The Story of the First Chocolate Chip Cookie


It’s as American as baseball, and as perfect for winter as hot chocolate and snowball fights. It’s hard to resist a warm, perfectly crunchy-on-the-outside, chewy-on-the-inside, freshly-baked, chocolate chip cookie. And, like many amazing things, the chocolate chip cookie was born in Massachusetts. (Spirit was born in Massachusetts, as was I, Jaanu… come to that, Navin was also born in Massachusetts).
Cookies have long been a popular snack. They’re said to have been enjoyed since as early as 7 A.D. when the discovery of sugar ushered in a new era for desserts and confectionery. Cookies might have been invented in Persia, in the form of tiny sample cakes to test an oven’s temperature. It’s pretty fascinating how sugar was discovered: according to Cane Sugar from the Ancient World to the Elizabethian Period, hungry Persian soldiers popularized sugarcane when they stumbled across “reeds which produce honey without bees.” The cookie itself took root across Europe and Asia.
France distinguished itself as one early cookie hub. Courtly menus in France throughout the Renaissance period featured “entremets” or interval dishes, according to the JSTOR article The Invention of Dessert. These sweet palate cleansers could be custards, puddings, or little cookies. “Dessert” comes from the French verb “desservir,” which means “to clear the table.” When the “dessert” concept found its way to the bourgeois of that time, who invented the word, it became a way to sweeten the end of a meal. Today, it’s intuitive to combine cookies with chocolate, but that wasn’t always the case.

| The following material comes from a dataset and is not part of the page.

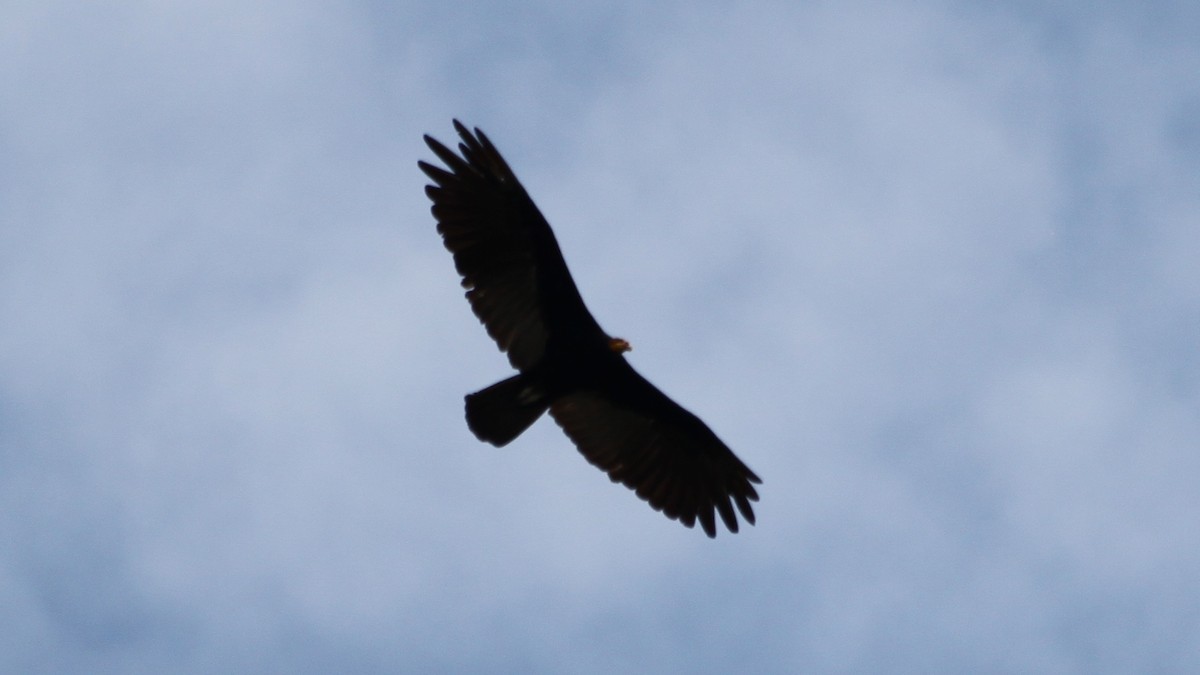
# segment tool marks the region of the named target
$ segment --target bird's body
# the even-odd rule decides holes
[[[699,418],[629,365],[629,345],[592,317],[550,225],[478,129],[454,122],[459,154],[425,137],[447,169],[419,162],[467,299],[519,372],[466,397],[467,424],[503,446],[547,410],[589,462],[688,527],[754,523],[758,476]],[[732,500],[732,501],[731,501]]]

It was in Whitman, Massachusetts, that the chocolate chip cookie was born. There, Ruth Graves Wakefield was the proprietress of the Toll House Restaurant, a popular inn that was once an actual toll house. When she prepared the first batch of chocolate chip cookies, Wakefield assumed that the crushed semisweet bar of chocolate she had used to replace her missing baker’s chocolate would melt through the whole cookie. Instead, the chopped-up semisweet bits of chocolate remained slightly gooey, even as the cookie itself grew golden-brown, with a light crunch in its outer coat, and retained a warm, chewy center.
The cookie was an instant hit. Inn-mates demanded more and the new menu item was even covered by newspapers from Boston. In 1939, famous radio cooking show host Betty Crocker introduced the “Toll House” cookie on-air. Ruth Wakefield reached an agreement with the corporate confection empire Nestle to print the recipe for her cookie on the candy wrapper of the Semi-Sweet Chocolate Bar. According to “History of Cookies”, an article on What’s Cooking America, legend has it that part of Ruth’s settlement with Nestle included being supplied with a lifetime of free chocolate to make her famous cookies. In 1997, when the chocolate chip cookie was already cemented as an American staple food, a third grade class in Somerset, MA, had it designated as Official Cookie of the Commonwealth.